Les mouvements, les déplacements des humains sont intrinsèquement liés à l’amélioration de leurs conditions de vie, et cela depuis toujours. Le changement climatique et la perte de la biodiversité poussent chaque année des milliers de personnes à quitter leur pays, leur terre natale, leur foyer et leur famille, à la recherche d’un meilleur lendemain. Malheureusement, ces déplacements volontaires ou involontaires peinent à être matérialisés par les autorités internationales dans un contexte migratoire complexe qui mêle insécurité, conflits, catastrophes naturelles, perte de la biodiversité et réchauffement climatique. Ce n’est qu’en 2010, à la COP16 Climat de Cancún, que le lien entre migration et changement climatique a été reconnu pour la première fois par les Nations Unies.

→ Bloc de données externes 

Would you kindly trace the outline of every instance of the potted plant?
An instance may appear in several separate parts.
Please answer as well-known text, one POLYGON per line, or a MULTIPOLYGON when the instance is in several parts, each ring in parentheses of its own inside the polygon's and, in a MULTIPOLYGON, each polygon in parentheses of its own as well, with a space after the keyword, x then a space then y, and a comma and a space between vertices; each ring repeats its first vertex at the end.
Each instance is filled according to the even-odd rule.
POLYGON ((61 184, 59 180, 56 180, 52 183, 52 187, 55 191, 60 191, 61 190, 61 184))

La migration climatique à travers mon histoire et mon engagement

Je ne peux aborder la migration climatique sans vous parler de mon histoire et de mes engagements. J’ai commencé à m’intéresser au lien entre migration et changement climatique en 2019, alors que je pilotais l’organisation du festival panafricain éthique et écologique « DakarEcofest » pour l’ONG Écologie Universelle, créée à la fin de mes études d’ingénieur en sciences de l’environnement. Ce festival, bien que panafricain car s’adressant aux populations africaines et se tenant à Dakar du 20 au 22 décembre, était ouvert sur le monde. On pouvait y voir des participants, panélistes et conférenciers de partout, et spécifiquement d’organisations internationales, comme la présidente de Sea Shepherd France. Au moment de la conception du programme, j’ai souhaité naturellement intégrer une grande conférence sur l’écologie et la crise migratoire. À l’époque, je n’ai fait que suivre mon instinct en intégrant cette conférence au programme ; je ne savais même pas vers quel intervenant j’allais me tourner. C’est bien plus tard que je me suis rendu compte de l’intérêt personnel et enfoui que je portais à ce sujet.

 


 

En septembre 2019, j’ai écrit un article sur l’écoféminisme pour la fondation allemande Rosa-Luxemburg. La chargée de programme de la fondation au Sénégal, Fatou Faye, m’a parlé du professeur Aly Tandian, maître de conférences titulaire et directeur du Laboratoire d’études et de recherches sur le Genre, l’Environnement, la Religion et les Migrations (GERM) à l’Université Gaston Berger de Saint-Louis. Elle m’a gentiment mise en relation avec lui pour animer la conférence intitulée « Écologie et crise migratoire ». « Les étoiles s’alignent ! » me suis-je dit. « Qui de plus pertinent que Monsieur Tandian, pionnier de la recherche sur les migrations environnementales au Sénégal, pour intervenir sur cette thématique ? »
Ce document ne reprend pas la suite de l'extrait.